—Passaram ao largo—riu loucamente Valerie, voltando para junto de Zane. —Nem sequer suspeitaram que tivéssemos desviado a fuga para aqui.
Seguiram sem vacilar. Zane, sentado entre duas altas rochas, que se erguiam para o céu como duas agulhas de granito, formando entre elas um refúgio natural, magnífico, sorriu, baixando o percutor do seu revólver sem disparar. Estava olhando reflexivamente Valerie Louis, como se não pudesse crer ainda, possível a presença da jovem a seu lado...
—És admirável—disse de repente Zane.
Ela devolveu-lhe o olhar agressivamente. Não houve suavidade na sua voz ao suplicar:
— Só agora notas isso, Zane Preston? Porque sou admirável, agora? Talvez por ter-te salvo a vida?
—Não é só por isso. Penso como é difícil compreender-te. Outra mulher, nas tuas circunstâncias, teria deixado que apodrecesse ali. Incluso talvez, atendendo ao que uma vez prometeste, tivesses ajudado a colocar-me a corda no pescoço. E em vez disso, ajudas-me a fugir, acaso também subornaste Wilson para...
— Ah, não? —os olhos de Zane se abriram de espanto. —Então, porque o fizeste?
—Nem eu o sei... —respirando fundo acariciou o pescoço de «Lucky» que a olhava com carinho de fiel amigo, como se ele a recordasse com muito mais agrado que o seu dono.

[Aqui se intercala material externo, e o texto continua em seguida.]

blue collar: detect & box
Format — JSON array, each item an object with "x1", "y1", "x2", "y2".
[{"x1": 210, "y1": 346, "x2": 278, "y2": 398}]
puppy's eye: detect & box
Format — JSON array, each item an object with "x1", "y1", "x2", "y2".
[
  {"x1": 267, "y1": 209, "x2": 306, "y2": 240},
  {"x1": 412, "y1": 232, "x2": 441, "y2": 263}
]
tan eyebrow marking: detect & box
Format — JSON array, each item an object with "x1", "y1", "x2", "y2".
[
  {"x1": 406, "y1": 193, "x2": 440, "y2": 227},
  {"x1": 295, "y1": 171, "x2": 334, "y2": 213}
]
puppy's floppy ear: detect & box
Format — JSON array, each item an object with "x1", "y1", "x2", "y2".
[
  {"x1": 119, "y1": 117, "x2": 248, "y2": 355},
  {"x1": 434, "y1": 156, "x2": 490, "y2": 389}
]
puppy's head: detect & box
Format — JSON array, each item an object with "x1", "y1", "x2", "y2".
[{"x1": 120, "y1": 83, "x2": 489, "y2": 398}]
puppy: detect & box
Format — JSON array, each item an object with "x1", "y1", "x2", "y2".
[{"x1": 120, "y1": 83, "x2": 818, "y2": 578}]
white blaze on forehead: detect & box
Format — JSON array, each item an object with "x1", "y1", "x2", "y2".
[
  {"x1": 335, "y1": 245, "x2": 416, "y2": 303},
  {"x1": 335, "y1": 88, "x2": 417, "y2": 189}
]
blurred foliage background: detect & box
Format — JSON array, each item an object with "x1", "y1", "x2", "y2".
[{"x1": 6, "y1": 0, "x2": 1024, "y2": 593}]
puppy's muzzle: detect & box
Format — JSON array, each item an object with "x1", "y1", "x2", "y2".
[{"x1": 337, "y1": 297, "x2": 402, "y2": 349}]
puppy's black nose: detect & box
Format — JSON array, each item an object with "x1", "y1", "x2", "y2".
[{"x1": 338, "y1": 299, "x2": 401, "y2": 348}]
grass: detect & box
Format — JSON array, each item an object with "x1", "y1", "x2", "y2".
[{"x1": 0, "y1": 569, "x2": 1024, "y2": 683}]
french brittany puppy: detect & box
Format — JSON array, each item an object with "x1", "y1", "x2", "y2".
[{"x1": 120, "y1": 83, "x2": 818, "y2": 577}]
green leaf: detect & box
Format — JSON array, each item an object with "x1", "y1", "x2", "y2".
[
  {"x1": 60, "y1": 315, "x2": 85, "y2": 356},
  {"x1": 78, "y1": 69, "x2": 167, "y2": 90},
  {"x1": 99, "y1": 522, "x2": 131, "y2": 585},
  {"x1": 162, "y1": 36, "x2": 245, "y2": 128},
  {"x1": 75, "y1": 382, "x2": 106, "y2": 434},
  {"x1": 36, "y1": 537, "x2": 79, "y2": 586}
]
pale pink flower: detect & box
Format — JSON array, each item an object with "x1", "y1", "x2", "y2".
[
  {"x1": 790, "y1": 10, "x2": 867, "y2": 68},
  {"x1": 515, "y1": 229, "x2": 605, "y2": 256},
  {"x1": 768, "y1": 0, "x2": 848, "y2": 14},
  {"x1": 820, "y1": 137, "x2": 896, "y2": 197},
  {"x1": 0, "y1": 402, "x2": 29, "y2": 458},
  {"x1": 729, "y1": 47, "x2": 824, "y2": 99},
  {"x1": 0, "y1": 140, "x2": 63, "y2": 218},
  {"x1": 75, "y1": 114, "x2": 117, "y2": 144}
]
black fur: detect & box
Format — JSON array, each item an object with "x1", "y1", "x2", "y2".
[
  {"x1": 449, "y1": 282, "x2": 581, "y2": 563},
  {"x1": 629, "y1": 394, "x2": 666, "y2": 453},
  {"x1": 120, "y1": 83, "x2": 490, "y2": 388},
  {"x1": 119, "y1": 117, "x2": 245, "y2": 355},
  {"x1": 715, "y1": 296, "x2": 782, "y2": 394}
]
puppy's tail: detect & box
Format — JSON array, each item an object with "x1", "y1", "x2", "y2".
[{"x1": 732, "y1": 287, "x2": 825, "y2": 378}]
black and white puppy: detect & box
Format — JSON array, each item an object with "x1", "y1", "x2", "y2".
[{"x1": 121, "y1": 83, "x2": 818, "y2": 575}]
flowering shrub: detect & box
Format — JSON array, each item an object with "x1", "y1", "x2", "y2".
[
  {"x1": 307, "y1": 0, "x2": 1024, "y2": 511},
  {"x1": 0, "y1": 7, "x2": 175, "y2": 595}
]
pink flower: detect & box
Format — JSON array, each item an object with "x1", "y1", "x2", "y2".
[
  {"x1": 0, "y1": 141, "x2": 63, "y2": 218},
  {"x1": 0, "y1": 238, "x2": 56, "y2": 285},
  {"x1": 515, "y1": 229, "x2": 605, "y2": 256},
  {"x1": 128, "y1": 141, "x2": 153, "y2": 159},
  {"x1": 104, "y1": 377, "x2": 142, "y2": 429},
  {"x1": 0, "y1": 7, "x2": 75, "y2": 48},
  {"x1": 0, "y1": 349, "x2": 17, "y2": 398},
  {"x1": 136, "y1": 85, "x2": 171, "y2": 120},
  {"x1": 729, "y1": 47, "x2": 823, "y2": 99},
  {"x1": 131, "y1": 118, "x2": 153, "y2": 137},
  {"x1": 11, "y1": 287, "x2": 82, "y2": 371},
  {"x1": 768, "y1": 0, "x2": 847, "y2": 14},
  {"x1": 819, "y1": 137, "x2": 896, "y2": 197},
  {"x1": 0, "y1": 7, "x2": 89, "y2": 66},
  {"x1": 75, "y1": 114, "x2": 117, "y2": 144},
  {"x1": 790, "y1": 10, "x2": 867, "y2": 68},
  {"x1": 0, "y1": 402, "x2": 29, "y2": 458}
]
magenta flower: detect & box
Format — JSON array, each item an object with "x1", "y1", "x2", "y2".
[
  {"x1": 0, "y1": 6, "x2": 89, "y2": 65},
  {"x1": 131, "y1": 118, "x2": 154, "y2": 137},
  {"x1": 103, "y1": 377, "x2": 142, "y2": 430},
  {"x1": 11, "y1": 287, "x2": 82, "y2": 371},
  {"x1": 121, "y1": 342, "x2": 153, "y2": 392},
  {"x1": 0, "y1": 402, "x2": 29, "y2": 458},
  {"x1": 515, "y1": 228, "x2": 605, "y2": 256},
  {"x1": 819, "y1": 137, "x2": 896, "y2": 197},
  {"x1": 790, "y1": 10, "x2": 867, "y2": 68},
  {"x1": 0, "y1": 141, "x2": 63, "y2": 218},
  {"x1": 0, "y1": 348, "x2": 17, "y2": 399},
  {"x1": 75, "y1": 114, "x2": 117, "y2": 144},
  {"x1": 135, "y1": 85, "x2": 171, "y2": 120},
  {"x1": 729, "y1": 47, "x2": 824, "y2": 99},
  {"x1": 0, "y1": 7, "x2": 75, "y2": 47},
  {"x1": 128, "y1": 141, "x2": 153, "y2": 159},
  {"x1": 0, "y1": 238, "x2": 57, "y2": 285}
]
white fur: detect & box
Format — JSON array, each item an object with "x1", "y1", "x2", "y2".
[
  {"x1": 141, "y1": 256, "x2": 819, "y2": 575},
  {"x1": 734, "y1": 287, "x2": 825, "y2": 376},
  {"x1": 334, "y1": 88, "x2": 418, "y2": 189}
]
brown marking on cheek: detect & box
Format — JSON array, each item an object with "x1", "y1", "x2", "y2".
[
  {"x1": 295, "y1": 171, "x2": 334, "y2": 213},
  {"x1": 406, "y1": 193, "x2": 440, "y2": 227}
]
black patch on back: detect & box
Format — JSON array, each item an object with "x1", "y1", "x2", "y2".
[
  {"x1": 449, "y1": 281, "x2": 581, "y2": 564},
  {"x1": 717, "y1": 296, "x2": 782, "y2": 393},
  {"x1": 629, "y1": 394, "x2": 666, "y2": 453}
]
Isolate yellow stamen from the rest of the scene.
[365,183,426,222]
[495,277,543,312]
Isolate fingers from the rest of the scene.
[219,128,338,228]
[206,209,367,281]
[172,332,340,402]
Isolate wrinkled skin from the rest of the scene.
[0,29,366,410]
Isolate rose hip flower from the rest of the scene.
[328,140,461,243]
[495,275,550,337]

Ambos os cavalos estavam quietos e silenciosos, com os cascos envoltos em panos, junto deles. Valerie continuou:
— És o maior pirata do mundo, Zane. Mas tens alguma coisa que faz com que uma pessoa se sinta culpada que te condenem injustamente. E matar-te seria uma injustiça, pois tu nunca podes ter feito o que eles dizem. Ou talvez sim?
— Não, Valerie, eu não levantei um dedo contra aqueles infelizes, nem nunca o faria — falou gravemente Zane. — Quando cheguei junto da diligência, todos estavam mortos e escalpados.
—Que horror! Foi trabalho apache?
—Suspeito que foi trabalho de brancos.
—Brancos?
— Sim. — Rapidamente, Zane lhe contou o que vira antes de encontrar a diligência. Ao terminar, acrescentou, a modo de explicação: — Talvez, depois de tudo seja conveniente voltar a Santa Fé, ainda que não tenha vontade nenhuma de lá voltar.
—Sim? Deixaste marcas na tua passagem por ali —troçou ela.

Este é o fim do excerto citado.